You can use external data:

data "external" "docker_token" {
  program = ["/bin/bash", "-c" "echo \"{\\\"token\\\":\\\"$(docker swarm init...)\\\"}\""]
}

Then the token will be available as data.external.docker_token.result.token. If you need to pass arguments in, you can use a script (e.g. relative to path.module). See https://www.terraform.io/docs/providers/external/data_source.html for details.

2
votes

You could effectively run the docker swarm init step for node 0 as a Terraform External Data Source, and have it return JSON. Make the provisioning of the remaining nodes depend on this step and refer to the join token generated by the external data source.

https://www.terraform.io/docs/providers/external/data_source.html

1
votes

Simpler solution would be to provide the token yourself.

When creating the ACL token, simply pass in the ID value and consul will use that instead of generating one at random.

0
votes

With resource dependencies you can ensure that a resource is created before another.

Here's an incomplete example of how I create my consul cluster, just to give you an idea.

resource "aws_instance" "consul_1" {
    user_data = <<EOF
    #cloud-config
    runcmd:
    - 'docker pull consul:0.7.5'
    - 'docker run -d -v /etc/localtime:/etc/localtime:ro -v $(pwd)/consul-data:/consul/data --restart=unless-stopped --net=host consul:0.7.5 agent -server -advertise=${self.private_ip} -bootstrap-expect=2 -datacenter=wordpress -log-level=info -data-dir=/consul/data'
    EOF

}

resource "aws_instance" "consul_2" {

    depends_on = ["aws_instance.consul_1"]

    user_data = <<EOF
    #cloud-config
    runcmd:
    - 'docker pull consul:0.7.5'
    - 'docker run -d -v /etc/localtime:/etc/localtime:ro -v $(pwd)/consul-data:/consul/data --restart=unless-stopped --net=host consul:0.7.5 agent -server -advertise=${self.private_ip} -retry-join=${aws_instance.consul_1.private_ip} -datacenter=wordpress -log-level=info -data-dir=/consul/data'
    EOF

 }

For the docker swarm setup I think it's out of Terraform scope and I think it should because the token isn't an attribute of the infrastructure you are creating.

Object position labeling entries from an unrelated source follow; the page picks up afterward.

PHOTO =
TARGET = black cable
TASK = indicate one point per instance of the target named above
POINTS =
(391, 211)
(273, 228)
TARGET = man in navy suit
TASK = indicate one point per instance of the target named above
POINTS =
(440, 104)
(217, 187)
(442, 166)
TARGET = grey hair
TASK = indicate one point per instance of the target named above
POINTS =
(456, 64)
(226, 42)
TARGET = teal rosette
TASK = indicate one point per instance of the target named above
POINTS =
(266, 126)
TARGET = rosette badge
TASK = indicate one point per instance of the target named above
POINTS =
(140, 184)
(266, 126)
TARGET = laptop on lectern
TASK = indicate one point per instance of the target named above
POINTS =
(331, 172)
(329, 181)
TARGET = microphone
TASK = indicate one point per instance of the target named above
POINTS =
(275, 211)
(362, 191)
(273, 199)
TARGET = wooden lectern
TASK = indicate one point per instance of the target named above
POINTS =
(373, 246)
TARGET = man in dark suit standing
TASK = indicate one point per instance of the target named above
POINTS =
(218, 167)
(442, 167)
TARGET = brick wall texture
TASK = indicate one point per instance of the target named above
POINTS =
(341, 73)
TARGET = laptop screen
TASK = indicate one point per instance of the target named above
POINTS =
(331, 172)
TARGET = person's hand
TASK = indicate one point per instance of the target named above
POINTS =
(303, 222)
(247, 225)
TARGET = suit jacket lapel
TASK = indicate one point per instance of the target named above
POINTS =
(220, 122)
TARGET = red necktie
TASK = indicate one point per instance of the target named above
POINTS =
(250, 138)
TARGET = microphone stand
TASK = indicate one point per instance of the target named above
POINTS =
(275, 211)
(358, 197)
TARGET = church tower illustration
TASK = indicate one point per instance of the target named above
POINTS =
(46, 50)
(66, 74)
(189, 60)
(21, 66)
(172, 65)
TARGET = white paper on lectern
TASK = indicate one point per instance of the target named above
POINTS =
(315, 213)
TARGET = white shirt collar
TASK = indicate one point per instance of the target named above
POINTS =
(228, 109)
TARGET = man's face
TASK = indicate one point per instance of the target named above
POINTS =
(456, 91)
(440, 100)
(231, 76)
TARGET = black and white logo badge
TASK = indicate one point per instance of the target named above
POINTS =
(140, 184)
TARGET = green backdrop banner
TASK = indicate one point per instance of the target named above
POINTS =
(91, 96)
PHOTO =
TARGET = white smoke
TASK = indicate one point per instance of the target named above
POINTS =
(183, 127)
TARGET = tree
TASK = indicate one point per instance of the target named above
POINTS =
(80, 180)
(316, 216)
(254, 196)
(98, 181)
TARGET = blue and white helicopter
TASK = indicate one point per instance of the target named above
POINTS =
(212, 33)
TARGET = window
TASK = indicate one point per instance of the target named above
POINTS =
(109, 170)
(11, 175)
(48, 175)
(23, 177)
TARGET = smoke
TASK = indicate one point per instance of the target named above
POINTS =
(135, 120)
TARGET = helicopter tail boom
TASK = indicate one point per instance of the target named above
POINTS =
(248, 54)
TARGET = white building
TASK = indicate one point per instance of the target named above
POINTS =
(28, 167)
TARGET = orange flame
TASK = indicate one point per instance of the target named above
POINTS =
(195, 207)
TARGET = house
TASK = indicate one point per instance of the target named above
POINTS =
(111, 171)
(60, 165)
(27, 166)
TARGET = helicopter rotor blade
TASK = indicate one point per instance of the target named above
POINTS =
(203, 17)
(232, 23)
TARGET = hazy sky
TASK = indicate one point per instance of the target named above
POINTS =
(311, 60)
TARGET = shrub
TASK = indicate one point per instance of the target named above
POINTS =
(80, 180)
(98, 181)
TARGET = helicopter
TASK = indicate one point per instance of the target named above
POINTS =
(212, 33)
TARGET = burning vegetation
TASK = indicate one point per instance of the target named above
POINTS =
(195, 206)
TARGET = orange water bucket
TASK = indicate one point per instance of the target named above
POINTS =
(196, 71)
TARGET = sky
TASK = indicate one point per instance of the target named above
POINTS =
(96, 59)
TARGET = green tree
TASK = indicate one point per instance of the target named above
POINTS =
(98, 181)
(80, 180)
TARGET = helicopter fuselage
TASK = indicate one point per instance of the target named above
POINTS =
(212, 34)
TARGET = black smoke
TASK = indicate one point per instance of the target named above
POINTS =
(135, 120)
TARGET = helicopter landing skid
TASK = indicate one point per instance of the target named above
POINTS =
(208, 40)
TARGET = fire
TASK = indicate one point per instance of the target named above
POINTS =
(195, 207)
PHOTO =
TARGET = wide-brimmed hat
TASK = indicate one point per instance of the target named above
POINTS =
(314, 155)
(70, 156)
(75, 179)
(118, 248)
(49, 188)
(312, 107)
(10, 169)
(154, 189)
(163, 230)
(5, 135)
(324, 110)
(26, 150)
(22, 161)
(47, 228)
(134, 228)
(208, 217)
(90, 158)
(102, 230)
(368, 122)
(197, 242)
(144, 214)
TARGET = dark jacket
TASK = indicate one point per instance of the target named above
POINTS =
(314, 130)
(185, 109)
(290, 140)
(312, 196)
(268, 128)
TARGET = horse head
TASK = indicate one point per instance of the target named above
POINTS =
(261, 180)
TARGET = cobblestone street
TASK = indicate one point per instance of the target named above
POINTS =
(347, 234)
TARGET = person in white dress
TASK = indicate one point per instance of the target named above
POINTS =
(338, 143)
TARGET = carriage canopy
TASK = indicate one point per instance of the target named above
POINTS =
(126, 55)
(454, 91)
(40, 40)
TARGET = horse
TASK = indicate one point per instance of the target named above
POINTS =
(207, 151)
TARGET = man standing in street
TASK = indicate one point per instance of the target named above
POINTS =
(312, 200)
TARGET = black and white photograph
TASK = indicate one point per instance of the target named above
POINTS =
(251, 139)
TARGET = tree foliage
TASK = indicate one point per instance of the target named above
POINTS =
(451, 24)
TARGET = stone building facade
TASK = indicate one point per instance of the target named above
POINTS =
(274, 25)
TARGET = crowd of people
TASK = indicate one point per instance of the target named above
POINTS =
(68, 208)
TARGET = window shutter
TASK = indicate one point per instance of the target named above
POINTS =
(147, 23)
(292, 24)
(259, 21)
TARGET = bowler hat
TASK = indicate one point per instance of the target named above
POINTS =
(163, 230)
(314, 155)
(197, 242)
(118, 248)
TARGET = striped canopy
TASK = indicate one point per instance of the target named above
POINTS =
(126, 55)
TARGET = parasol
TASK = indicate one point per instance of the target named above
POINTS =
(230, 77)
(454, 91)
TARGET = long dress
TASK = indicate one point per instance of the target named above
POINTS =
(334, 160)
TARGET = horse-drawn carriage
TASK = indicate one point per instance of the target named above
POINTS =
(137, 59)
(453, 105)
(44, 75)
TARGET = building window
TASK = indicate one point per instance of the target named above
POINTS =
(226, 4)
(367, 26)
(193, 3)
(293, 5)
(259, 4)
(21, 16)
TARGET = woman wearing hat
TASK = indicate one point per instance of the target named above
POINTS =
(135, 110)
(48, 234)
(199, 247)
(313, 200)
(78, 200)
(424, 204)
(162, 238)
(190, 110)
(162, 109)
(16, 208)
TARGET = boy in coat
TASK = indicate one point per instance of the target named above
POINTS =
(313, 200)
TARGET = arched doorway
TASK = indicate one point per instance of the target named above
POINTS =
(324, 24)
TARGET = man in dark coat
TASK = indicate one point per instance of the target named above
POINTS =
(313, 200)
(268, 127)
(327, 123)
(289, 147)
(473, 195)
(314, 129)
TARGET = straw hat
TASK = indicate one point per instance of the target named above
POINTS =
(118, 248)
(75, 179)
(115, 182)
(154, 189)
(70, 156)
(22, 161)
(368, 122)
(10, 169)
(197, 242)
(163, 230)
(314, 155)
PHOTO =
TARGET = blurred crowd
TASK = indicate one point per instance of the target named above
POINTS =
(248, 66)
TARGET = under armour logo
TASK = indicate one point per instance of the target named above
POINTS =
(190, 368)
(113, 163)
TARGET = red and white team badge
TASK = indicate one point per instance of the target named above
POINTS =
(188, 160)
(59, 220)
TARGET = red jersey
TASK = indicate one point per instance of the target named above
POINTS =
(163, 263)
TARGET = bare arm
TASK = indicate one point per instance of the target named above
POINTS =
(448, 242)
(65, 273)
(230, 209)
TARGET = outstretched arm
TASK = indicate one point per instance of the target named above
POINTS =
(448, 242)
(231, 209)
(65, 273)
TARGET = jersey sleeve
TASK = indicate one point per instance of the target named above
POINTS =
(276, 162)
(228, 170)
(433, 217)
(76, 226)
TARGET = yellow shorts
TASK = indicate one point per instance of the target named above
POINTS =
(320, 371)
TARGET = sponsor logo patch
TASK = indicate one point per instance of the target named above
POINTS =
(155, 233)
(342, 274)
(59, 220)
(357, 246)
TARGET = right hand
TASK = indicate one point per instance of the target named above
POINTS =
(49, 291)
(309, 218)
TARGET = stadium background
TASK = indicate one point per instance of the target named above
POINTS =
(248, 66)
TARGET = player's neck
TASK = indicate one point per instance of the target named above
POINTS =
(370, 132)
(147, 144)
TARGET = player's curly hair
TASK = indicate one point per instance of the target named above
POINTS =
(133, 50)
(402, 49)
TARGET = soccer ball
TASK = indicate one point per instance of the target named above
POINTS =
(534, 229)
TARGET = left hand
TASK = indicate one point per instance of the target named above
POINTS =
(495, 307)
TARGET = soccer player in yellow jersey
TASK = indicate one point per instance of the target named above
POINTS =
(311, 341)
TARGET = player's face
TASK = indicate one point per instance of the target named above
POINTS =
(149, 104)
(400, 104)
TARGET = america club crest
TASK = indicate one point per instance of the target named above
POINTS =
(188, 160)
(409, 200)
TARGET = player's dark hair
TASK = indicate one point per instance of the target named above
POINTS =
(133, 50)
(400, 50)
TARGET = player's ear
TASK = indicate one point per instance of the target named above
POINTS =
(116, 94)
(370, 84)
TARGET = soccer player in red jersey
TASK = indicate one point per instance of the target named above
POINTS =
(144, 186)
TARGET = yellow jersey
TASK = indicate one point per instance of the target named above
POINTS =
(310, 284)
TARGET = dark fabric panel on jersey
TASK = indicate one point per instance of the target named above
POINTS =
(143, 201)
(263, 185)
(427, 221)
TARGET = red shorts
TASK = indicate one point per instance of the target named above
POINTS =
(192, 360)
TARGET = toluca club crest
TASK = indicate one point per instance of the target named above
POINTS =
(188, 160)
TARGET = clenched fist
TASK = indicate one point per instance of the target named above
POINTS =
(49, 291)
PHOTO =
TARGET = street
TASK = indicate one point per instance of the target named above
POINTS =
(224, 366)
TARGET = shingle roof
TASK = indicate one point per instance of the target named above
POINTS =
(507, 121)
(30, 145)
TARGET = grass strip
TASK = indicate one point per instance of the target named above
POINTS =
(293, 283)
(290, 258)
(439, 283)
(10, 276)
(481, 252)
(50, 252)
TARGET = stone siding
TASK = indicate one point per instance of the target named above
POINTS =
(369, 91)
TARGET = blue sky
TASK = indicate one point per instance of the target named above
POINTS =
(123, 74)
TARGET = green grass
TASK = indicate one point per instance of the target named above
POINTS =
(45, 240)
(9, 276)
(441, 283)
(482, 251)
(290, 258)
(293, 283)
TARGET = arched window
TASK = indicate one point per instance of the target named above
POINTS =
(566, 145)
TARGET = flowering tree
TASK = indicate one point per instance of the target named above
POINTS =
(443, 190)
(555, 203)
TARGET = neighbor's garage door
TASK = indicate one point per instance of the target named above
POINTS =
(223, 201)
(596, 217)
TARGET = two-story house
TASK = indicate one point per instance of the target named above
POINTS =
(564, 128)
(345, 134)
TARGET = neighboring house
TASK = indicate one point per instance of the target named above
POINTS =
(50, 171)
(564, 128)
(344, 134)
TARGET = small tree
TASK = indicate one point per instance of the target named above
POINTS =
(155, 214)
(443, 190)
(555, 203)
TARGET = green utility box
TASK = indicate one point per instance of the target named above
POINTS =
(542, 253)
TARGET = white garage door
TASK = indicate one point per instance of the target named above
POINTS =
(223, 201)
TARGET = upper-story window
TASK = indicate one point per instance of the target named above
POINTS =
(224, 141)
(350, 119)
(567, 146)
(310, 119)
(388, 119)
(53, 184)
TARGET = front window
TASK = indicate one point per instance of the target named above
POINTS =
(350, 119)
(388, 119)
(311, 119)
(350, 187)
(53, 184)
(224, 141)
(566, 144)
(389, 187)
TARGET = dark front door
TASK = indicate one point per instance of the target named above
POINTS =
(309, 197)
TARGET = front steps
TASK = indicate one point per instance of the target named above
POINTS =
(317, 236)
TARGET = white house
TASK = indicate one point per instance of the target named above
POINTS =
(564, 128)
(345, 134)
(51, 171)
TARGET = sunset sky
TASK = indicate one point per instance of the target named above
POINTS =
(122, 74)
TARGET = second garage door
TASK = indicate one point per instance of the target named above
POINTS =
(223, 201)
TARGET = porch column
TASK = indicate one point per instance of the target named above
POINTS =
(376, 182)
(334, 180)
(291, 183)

So I agree with nbering, you could try to achieve that setup with a tool like Ansible or Chef.

But anyways, if the example helps you to setup your consul cluster I think you just need to configure consul as your docker swarm backend.

0
votes

Sparrowform - is a lightweight provisioner for Terraform based infrastructure can handle your case. Here is example for aws ec2 instances.

Assuming we have 3 ec2 instances for consul cluster: node0, node1 and node2. The first one (node0) is where we fetch token from and keep it in S3 bucket. The other two ones load token later from S3.

$ nano aws_instance.node0.sparrowfile 

#!/usr/bin/env perl6

# have not checked this command, but that's the idea ...
bash "docker swarm init | aws s3 cp - s3://alexey-bucket/stream.txt"

$ nano aws_instance.node1.sparrowfile

#!/usr/bin/env perl6

my $i=0;
my $token;

try {

  while True {
    my $s3-token = run 'aws', 's3', 'cp', 's3://alexey-bucket/stream.txt', '-', :out;
    $token = $s3-token.out.lines[0];
    $s3-token.out.close;
    last if $i++ > 8 or $token;
    say "retry num $i ...";
    sleep 2*$i;
  }

  CATCH { { .resume } }

}

die "we have not succeed in fetching token" unless $token;

bash "docker swarm init $token";

$ nano aws_instance.node2.sparrowfile - the same setup as for node1


$ terrafrom apply # bootstrap infrastructure

$ sparrowform --ssh_private_key=~/.ssh/aws.pub --ssh_user=ec2-user # run provisioning on node0, node1, node2

PS disclosure, I am the tool author.